An alternative socialist vision committed to anti-austerity was achieved in Spain by the Podemos Unidos (PU) party. In January 2020, the radical-left party, which was formed in 2014 on the back of the anti-austerity 15-M Movement in Spain, made history when it founded a coalition government with the centre-left Socialist Workers’ Party (PSOE).

A similar story took place in Austria when the environmentalist Greens formed a coalition with the conservative People’s Party.
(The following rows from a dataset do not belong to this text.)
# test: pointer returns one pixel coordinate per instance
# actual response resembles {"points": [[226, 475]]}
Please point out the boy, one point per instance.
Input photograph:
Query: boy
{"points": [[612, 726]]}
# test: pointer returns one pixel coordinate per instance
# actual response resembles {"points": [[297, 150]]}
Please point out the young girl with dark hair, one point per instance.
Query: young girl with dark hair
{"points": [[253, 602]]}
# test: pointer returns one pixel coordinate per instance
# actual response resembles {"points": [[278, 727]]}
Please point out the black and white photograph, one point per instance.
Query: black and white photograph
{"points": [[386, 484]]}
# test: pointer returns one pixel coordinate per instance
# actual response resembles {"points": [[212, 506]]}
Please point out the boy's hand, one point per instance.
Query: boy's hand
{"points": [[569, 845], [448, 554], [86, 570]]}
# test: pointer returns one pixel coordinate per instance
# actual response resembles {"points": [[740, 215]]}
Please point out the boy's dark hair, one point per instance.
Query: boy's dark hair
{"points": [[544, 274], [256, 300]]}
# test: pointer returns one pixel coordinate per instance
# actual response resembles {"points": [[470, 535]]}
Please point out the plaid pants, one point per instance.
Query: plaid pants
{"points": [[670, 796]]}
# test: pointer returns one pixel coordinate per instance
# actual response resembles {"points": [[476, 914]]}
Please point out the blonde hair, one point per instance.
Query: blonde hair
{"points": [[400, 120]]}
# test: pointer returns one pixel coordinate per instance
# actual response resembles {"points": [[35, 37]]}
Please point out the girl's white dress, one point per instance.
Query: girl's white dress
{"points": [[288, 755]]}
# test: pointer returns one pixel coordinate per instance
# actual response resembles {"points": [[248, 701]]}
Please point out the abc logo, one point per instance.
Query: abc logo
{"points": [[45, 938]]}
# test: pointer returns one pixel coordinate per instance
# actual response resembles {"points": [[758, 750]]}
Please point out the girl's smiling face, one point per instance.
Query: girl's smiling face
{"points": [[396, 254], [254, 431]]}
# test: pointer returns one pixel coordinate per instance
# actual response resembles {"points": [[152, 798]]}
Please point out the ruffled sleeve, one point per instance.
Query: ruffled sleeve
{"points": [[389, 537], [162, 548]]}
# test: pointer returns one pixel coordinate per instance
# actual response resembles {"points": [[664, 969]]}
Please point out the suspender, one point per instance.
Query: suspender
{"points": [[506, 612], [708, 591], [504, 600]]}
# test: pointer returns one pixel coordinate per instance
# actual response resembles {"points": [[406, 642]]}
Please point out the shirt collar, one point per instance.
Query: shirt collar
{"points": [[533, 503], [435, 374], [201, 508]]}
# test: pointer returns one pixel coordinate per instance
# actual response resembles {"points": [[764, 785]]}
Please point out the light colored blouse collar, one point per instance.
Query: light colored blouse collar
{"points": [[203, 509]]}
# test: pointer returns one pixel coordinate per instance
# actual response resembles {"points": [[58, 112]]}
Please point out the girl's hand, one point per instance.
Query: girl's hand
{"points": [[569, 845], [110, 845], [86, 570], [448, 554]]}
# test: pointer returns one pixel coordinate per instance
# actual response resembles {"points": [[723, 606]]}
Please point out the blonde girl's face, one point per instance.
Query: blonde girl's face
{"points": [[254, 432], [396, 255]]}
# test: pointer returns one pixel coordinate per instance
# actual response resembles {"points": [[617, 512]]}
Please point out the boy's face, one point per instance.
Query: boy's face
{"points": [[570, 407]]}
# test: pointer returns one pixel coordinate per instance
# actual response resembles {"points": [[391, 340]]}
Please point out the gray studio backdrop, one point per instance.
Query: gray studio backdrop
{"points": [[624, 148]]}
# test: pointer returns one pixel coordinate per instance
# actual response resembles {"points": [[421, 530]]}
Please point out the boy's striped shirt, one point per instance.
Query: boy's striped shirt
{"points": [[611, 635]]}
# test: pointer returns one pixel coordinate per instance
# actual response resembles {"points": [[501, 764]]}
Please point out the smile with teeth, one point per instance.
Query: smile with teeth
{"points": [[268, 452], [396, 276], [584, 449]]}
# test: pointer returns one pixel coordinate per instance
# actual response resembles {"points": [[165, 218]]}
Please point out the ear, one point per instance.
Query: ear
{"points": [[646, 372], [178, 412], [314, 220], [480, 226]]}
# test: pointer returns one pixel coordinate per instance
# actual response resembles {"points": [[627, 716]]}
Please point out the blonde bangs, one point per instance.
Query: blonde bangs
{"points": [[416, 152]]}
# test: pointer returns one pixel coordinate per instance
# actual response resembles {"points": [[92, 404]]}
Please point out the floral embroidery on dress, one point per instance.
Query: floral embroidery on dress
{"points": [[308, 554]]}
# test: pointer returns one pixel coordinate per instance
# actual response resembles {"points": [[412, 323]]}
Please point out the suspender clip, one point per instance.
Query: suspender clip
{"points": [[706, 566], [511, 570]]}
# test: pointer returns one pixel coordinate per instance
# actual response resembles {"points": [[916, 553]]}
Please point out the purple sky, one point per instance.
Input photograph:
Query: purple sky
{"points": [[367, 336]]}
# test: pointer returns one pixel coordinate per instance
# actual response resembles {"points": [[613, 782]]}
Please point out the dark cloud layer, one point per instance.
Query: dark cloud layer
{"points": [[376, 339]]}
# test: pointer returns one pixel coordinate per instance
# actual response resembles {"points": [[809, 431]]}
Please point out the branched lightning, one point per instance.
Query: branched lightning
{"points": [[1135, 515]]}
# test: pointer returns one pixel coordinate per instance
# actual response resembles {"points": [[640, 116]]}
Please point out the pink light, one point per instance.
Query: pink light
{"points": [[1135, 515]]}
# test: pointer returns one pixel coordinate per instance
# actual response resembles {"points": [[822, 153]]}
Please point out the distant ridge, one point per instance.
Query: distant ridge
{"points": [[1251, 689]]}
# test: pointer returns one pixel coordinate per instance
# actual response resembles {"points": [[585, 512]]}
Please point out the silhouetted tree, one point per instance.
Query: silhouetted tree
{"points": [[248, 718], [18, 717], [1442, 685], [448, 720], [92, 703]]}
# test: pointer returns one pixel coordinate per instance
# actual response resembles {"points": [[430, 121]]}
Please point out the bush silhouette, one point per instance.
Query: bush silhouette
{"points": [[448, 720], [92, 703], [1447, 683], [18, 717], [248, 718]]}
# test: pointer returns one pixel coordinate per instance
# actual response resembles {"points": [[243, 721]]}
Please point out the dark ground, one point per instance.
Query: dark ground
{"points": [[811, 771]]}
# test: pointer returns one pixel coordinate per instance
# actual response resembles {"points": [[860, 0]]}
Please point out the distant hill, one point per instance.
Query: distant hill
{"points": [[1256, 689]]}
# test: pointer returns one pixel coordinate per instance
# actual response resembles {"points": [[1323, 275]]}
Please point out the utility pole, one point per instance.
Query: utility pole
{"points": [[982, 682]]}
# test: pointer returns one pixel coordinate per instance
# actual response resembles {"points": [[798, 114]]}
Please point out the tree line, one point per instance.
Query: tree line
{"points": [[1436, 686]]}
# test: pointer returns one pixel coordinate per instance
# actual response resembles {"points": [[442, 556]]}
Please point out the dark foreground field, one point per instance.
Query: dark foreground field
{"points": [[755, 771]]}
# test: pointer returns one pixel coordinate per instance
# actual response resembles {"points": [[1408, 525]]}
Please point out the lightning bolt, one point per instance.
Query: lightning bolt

Such radical left-wing parties forming coalitions with governments in Europe has been described as a ‘test bed’ for a first possible Democratic-Green federal coalition in Germany in its 2021 general election.

2020 has been a year like no other. It has brought the failings of austerity and neoliberal capitalism to the fore, and paved the way for shifting political allegiances.

Trump’s defeat offers a heavy blow for right-wing populist leaders and their supporters worldwide. This heavy blow for right-wing populists poses new opportunities for left-wing progressives. As does the suspension of Jeremy Corbyn, which, despite his reinstatement, is further emblematic of the new situation facing the British left.

This unprecedented year has, for many reasons, altered the political atmosphere around the world, which had, until now, been tilting in the right’s favour. The emergent political climate presents opportunities for the bold left to chart an alternative vision for a fairer future.